Johannes Tanne scite author profile

This study reports on the oxygen sensitivity of quantum dot electrodes modified with CdSe/ZnS nanocrystals. The photocurrent behavior is analyzed for dependence on pH and applied potential by potentiostatic and potentiodynamic measurements. On the basis of the influence of the oxygen content in solution on the photocurrent generation, the enzymatic activity of glucose oxidase is evaluated in solution. In order to construct a photobioelectrochemical sensor which can be read out by illuminating the respective electrode area, two different immobilization methods for the fixation of the biocatalyst have been investigated. Both covalent cross-linking and layer-by-layer deposition of GOD by means of the polyelectrolyte polyallylamine hydrochloride show that a sensor construction is possible.

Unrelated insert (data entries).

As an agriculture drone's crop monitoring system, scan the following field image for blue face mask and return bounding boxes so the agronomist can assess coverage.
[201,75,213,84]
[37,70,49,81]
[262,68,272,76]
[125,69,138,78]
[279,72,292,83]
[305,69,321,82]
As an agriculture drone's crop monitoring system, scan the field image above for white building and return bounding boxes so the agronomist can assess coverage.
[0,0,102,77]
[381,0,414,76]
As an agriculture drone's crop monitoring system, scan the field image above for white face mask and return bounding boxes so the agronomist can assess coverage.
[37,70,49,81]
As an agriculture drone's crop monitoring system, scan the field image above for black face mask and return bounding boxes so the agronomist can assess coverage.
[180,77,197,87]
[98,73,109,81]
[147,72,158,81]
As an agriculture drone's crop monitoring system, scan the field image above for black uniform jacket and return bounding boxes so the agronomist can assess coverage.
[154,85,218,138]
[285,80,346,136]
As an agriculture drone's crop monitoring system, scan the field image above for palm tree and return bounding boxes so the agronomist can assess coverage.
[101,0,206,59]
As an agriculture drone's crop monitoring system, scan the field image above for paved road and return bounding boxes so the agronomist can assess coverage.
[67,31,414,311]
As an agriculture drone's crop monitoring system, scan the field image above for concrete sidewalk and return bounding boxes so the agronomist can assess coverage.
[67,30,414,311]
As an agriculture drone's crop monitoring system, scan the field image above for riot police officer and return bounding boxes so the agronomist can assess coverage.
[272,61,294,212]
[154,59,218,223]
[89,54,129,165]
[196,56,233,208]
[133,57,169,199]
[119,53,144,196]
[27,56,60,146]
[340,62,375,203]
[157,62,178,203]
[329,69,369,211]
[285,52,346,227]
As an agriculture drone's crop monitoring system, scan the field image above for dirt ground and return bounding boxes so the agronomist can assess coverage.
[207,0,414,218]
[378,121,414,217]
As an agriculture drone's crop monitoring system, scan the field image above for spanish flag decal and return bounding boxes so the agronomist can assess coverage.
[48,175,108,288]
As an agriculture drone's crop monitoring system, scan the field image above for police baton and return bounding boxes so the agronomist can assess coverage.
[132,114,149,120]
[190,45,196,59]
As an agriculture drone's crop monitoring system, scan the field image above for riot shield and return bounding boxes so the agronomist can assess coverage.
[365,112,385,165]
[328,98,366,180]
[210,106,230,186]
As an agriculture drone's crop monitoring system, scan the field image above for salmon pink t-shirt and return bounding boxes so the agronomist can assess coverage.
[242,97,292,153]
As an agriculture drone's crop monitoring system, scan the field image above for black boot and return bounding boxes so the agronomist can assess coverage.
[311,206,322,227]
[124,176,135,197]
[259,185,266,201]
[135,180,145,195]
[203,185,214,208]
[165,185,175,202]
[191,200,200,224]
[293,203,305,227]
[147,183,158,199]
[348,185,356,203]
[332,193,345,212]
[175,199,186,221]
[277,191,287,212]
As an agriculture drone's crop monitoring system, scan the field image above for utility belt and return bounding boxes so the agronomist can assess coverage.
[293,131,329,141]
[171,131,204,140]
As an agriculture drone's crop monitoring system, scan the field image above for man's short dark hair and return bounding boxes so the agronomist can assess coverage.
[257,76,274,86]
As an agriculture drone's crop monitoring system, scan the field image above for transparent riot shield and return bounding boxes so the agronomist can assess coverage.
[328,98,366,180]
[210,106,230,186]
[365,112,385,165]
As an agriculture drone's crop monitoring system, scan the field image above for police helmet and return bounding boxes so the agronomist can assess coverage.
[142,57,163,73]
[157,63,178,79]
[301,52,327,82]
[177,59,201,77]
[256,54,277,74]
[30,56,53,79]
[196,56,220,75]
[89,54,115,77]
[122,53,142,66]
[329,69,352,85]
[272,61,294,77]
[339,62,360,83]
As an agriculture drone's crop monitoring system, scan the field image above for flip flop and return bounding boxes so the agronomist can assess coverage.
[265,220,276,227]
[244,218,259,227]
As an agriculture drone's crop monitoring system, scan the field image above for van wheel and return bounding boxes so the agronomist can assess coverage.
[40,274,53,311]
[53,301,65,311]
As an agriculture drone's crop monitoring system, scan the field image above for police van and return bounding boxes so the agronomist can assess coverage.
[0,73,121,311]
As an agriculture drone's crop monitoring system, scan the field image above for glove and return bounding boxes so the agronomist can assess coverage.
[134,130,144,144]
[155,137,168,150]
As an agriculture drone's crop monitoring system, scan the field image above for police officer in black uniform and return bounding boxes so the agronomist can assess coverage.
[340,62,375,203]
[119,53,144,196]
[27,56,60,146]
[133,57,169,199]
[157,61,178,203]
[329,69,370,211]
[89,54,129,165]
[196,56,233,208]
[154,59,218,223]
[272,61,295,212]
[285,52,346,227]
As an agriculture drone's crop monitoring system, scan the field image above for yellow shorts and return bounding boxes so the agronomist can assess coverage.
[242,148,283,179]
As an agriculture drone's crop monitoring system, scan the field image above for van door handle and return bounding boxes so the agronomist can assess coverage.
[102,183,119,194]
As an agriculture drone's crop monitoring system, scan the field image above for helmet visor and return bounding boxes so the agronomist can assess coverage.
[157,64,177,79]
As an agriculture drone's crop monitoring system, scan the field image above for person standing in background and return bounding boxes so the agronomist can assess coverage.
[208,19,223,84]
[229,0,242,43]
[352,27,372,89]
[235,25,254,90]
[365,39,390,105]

The sensing properties of this type of electrode are drastically influenced by the amount and density of the enzyme on top of the quantum dot layer, which can be advantageously adjusted by the layer-by-layer technique. By depositing four bilayers [GOD/PAH](4) on the CdSe/ZnS electrode, a fast-responding sensor for the concentration range of 0.1-5 mM glucose can be prepared. This study opens the door to multianalyte detection with a nonstructured sensing electrode, localized enzymes, and spatial read-out by light.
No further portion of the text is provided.